Mon expérience de travail pour le cinéma est relativement récente. Fisherman’s Friends était seulement mon deuxième film sorti en salles. Je n’étais pas un grand nom de la traduction… Peu de gens du milieu me connaissait. Recevoir ce Prix m’offre davantage de légitimité : cela a renforcé ma confiance en moi et m’a donné le courage de manifester mon intérêt pour des films que j’aimerais traduire.
Comme vos amis-collègues, envisagez-vous de quitter le salariat pour devenir freelance à temps plein ?
Cette idée me trotte évidemment dans la tête. C’est le parcours naturel de beaucoup d’opérateurs de repérage ou de simulation. Mais je suis prudente et réfléchis toujours longtemps avant de prendre une décision. Salarié ou freelance : chaque statut a ses avantages et ses inconvénients. Mais cela oblige à prendre en compte les risques liés au statut d'indépendant. Par exemple, la grève actuelle des scénaristes aux États-Unis est un risque à considérer, l’émergence de l’IA également. Mais, il est certain que j'y songe…
Compte tenu des contraintes budgétaires de nombre de productions, craignez-vous que certains acteurs du milieu considèrent l’intelligence artificielle comme une solution ?
J’espère que ce ne sera jamais le cas… J’ai cependant souvenir d’une discussion avec un producteur qui s’imaginait que nous – traducteurs – étions impatients que l’IA soit disponible pour nos métiers. Évidemment, cela nous a interloqués. Mais lui y voyait un outil de facilitation, persuadé que nous serions ravis. Il ne se rendait pas compte de tout ce que cela impliquait.
À titre personnel, cela me semble impensable de laisser des machines effectuer ce travail intellectuel. Peut-être suis-je naïve, mais je n’ai pas envie d’y croire. Beaucoup pensent que notre métier consiste à traduire des mots, mais nous traduisons des idées, des non-dits, des tons de voix, de l’humour… Et pour le moment, l’intelligence artificielle n’en est pas capable. J’espère qu’elle ne le sera jamais. Même si nous observons déjà des applications très sophistiquées dans le doublage, avec ces logiciels qui imitent la voix d’acteurs américains et les font parler français tout en suivant le mouvement des lèvres… Tout au moins, j’espère que le milieu audiovisuel et le public ne se contenteront pas de cela. Ce ne serait dans l’intérêt de personne.
Il est possible que certains clients fassent pression pour réduire les coûts…
Personnellement, j’ai du mal à penser qu’on laissera faire.
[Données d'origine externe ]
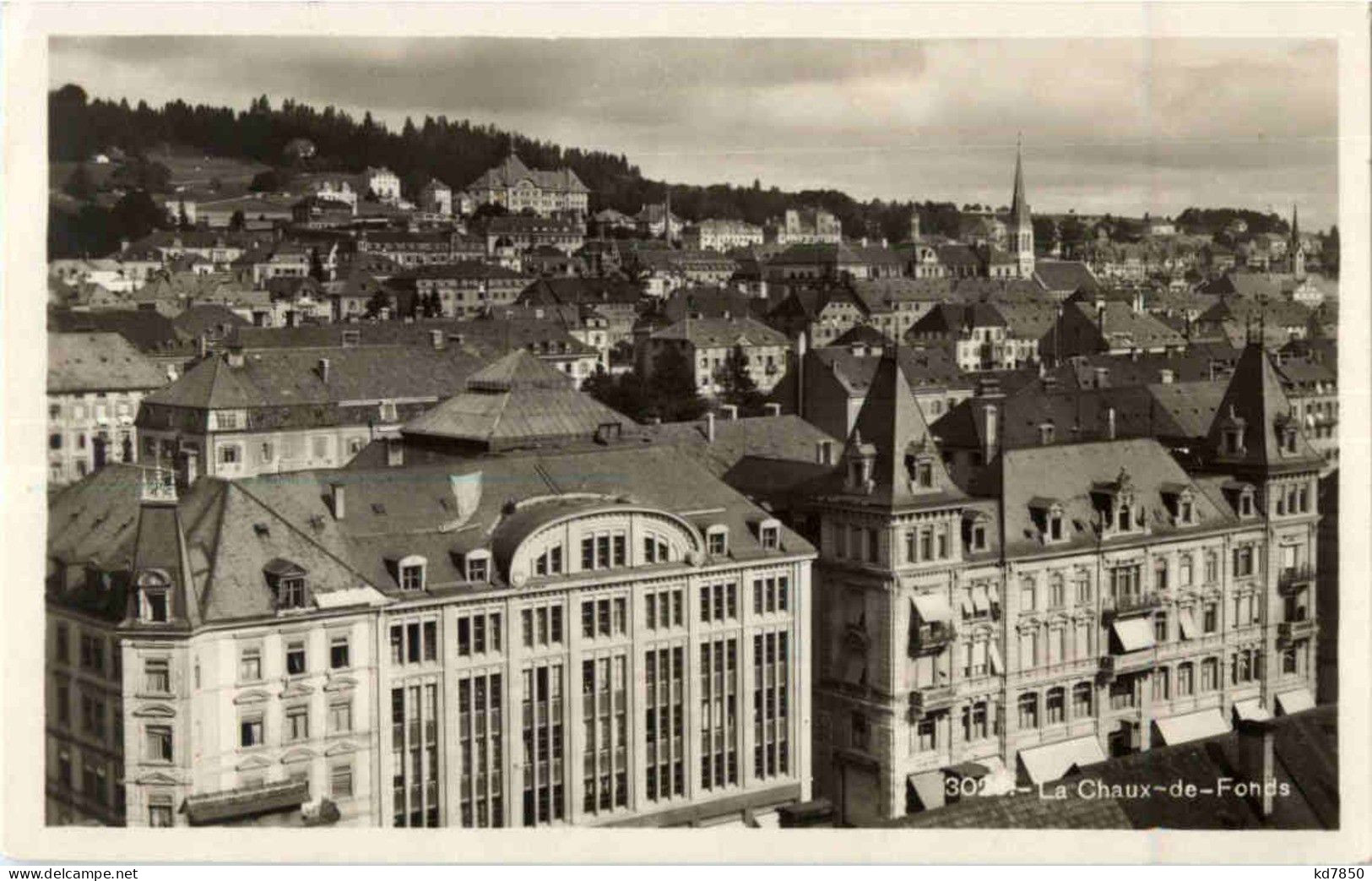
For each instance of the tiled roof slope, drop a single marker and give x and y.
(99, 362)
(285, 378)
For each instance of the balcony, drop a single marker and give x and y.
(1131, 604)
(929, 639)
(1290, 632)
(930, 700)
(1295, 577)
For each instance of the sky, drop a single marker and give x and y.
(1119, 125)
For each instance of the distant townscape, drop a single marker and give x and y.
(447, 478)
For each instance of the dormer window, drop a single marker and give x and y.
(717, 541)
(478, 566)
(768, 534)
(410, 573)
(155, 597)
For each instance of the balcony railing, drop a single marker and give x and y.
(1295, 575)
(1130, 604)
(928, 639)
(1290, 632)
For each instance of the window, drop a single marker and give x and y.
(157, 742)
(1055, 707)
(290, 593)
(340, 781)
(157, 676)
(296, 723)
(338, 652)
(1185, 679)
(250, 665)
(296, 658)
(340, 716)
(252, 731)
(1082, 700)
(412, 577)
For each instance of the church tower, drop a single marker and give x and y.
(1021, 226)
(1294, 247)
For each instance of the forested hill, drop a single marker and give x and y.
(456, 151)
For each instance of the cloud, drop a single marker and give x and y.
(1115, 122)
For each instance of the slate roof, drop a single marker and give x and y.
(516, 401)
(724, 332)
(513, 171)
(1071, 475)
(292, 378)
(1064, 275)
(80, 362)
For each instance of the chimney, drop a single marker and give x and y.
(1257, 764)
(990, 432)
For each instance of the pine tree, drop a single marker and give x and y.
(737, 384)
(671, 389)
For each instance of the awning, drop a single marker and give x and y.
(995, 656)
(929, 789)
(1055, 760)
(1135, 634)
(968, 769)
(220, 806)
(1294, 701)
(933, 606)
(1191, 726)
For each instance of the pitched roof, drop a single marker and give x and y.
(516, 401)
(1255, 398)
(891, 427)
(99, 362)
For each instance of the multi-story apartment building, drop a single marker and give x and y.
(708, 343)
(516, 187)
(720, 235)
(590, 634)
(1064, 603)
(464, 290)
(95, 384)
(805, 226)
(419, 248)
(241, 413)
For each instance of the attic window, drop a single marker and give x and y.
(478, 566)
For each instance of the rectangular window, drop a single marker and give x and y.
(157, 676)
(339, 652)
(296, 658)
(158, 742)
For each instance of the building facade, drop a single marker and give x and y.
(95, 386)
(1071, 601)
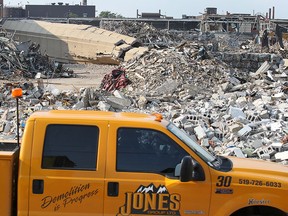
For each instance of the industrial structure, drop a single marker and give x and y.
(60, 10)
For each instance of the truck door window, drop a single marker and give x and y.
(146, 150)
(70, 147)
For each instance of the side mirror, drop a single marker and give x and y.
(189, 170)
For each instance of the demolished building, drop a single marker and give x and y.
(71, 43)
(224, 103)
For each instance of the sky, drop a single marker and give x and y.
(174, 8)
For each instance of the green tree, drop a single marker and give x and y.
(109, 14)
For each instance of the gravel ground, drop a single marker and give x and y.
(86, 75)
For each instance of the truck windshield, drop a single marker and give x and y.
(201, 152)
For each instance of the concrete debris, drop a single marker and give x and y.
(25, 60)
(233, 111)
(147, 34)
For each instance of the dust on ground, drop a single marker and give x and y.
(86, 75)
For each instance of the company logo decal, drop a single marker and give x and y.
(252, 201)
(151, 200)
(75, 195)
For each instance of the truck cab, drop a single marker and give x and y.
(106, 163)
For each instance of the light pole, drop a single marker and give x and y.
(17, 93)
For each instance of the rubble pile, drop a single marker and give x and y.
(147, 34)
(25, 60)
(225, 109)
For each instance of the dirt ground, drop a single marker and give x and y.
(87, 75)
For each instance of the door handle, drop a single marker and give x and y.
(38, 186)
(113, 189)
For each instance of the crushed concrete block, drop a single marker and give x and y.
(118, 103)
(167, 88)
(181, 120)
(200, 132)
(205, 142)
(277, 146)
(275, 126)
(78, 105)
(256, 144)
(264, 114)
(189, 127)
(142, 102)
(263, 152)
(234, 128)
(236, 112)
(282, 155)
(241, 101)
(238, 153)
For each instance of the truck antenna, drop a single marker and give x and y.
(17, 93)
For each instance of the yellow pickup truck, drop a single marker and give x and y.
(80, 163)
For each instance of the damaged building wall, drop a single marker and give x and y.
(75, 43)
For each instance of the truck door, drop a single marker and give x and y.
(67, 170)
(140, 176)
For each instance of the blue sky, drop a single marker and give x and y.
(175, 8)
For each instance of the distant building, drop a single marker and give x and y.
(18, 12)
(60, 10)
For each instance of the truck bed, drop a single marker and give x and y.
(9, 153)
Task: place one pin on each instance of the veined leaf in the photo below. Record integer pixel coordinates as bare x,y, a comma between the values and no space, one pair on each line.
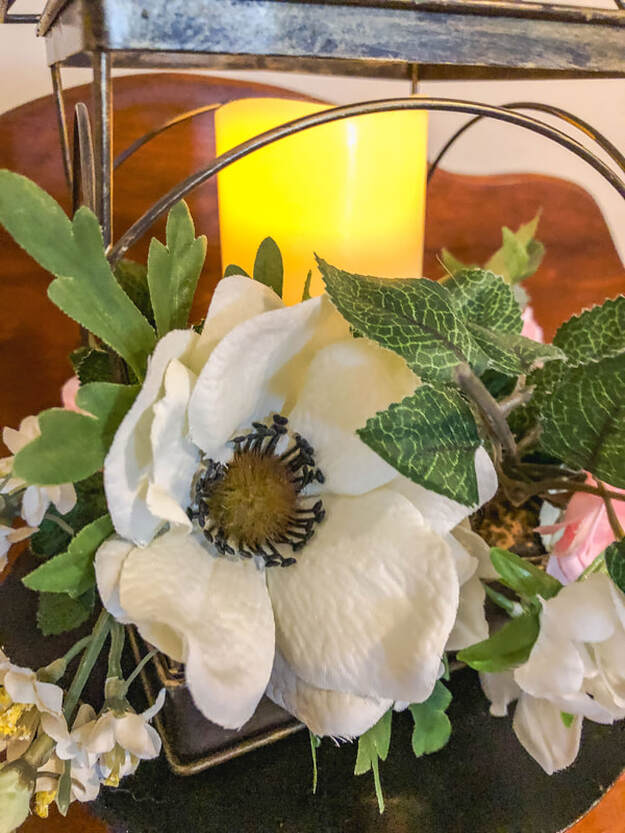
268,267
373,746
174,270
432,728
507,648
522,576
430,437
58,612
483,298
414,318
583,419
85,287
72,571
615,561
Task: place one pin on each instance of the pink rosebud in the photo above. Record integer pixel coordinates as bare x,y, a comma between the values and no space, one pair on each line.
68,395
531,329
586,532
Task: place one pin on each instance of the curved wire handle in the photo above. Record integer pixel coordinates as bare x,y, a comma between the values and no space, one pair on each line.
604,143
144,222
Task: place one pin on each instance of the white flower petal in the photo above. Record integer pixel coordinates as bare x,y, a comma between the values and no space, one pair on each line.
442,513
371,601
233,388
470,625
324,712
129,462
235,299
584,611
348,382
35,502
501,689
63,497
109,560
175,456
222,613
476,546
539,727
134,735
555,666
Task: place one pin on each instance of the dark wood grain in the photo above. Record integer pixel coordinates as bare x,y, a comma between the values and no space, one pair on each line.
464,214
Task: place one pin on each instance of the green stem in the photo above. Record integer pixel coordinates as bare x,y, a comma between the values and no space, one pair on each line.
144,661
98,638
118,638
60,523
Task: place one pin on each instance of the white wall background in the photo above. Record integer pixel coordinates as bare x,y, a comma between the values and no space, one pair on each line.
488,148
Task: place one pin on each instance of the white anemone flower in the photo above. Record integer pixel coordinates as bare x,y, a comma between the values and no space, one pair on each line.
294,559
575,668
36,499
26,701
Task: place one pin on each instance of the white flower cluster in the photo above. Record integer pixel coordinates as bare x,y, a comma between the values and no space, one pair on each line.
100,749
575,670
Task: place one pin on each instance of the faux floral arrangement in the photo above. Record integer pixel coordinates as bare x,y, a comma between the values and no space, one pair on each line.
285,499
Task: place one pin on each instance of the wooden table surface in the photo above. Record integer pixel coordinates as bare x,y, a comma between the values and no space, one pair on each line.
464,214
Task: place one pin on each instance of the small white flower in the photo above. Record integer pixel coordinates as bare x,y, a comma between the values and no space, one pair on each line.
117,741
575,667
363,617
36,499
24,702
17,782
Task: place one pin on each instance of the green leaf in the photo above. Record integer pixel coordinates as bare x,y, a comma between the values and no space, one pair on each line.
268,268
373,746
432,728
174,270
58,612
72,572
483,298
91,295
583,420
522,576
520,255
507,648
306,290
51,539
72,446
615,562
233,269
415,318
109,402
133,279
596,334
93,365
513,354
430,437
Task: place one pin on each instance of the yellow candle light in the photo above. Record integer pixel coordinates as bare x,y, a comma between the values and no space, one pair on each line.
351,191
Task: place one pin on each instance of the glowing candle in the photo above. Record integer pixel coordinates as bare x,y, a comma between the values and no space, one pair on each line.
352,191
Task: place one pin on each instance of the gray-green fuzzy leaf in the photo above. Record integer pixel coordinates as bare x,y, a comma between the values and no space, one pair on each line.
85,287
174,270
268,267
432,728
414,318
72,571
430,437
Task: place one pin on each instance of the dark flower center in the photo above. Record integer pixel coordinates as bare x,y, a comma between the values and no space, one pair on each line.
255,502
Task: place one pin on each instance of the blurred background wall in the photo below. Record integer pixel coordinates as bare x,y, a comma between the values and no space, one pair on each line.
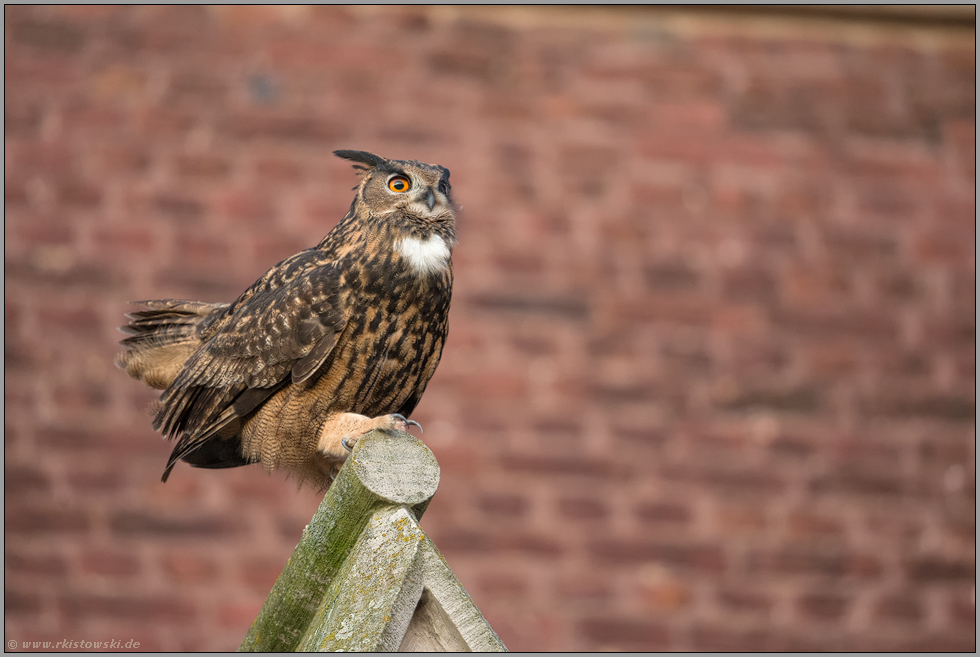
710,375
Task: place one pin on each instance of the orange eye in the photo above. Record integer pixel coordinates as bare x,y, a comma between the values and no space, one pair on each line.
399,184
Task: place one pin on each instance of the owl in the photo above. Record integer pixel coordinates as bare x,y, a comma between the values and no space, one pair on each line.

Nous avons la chance d’être en France, et notre pays est particulièrement attaché à la qualité du doublage et des sous-titres. J’imagine que la régulation de l’intelligence artificielle sera un des chevaux de bataille de l’ATAA. Et j’espère que le CNC s’opposera aussi à l’automatisation de nos métiers…
En 30 ans, le métier d’adaptateur a déjà connu une fulgurante évolution, passant d’une vingtaine de professionnels à environ 1 500 aujourd’hui. Que pensez-vous de cette forte émergence ?
Il est vrai, qu’en seulement trois décennies, notre profession a connu une évolution significative avec la numérisation, l’apparition de nouvelles chaînes sur le satellite, l’arrivée de TNT – qui a entraîné une forte augmentation des programmes sous-titrés –, ou encore la création de nombreux masters de traduction audiovisuelle… Nous sommes passés d'une petite communauté de traducteurs audiovisuels, dont certains ne se consacraient pas exclusivement à cette discipline, à une profession plus importante. Malheureusement, tous n'ont pas accès à des projets prestigieux : travailler pour les grands studios ou les grandes productions cinématographiques reste une situation privilégiée. En sortant de la fac, il est tout simplement impossible de collaborer avec des majors. Me concernant, heureusement que je travaille à Titrafilm ! Sinon je n'aurais jamais pu rencontrer toutes les personnes qui m'ont confié des projets. Selon moi, notre carnet d’adresses contribue en grande partie à notre réussite.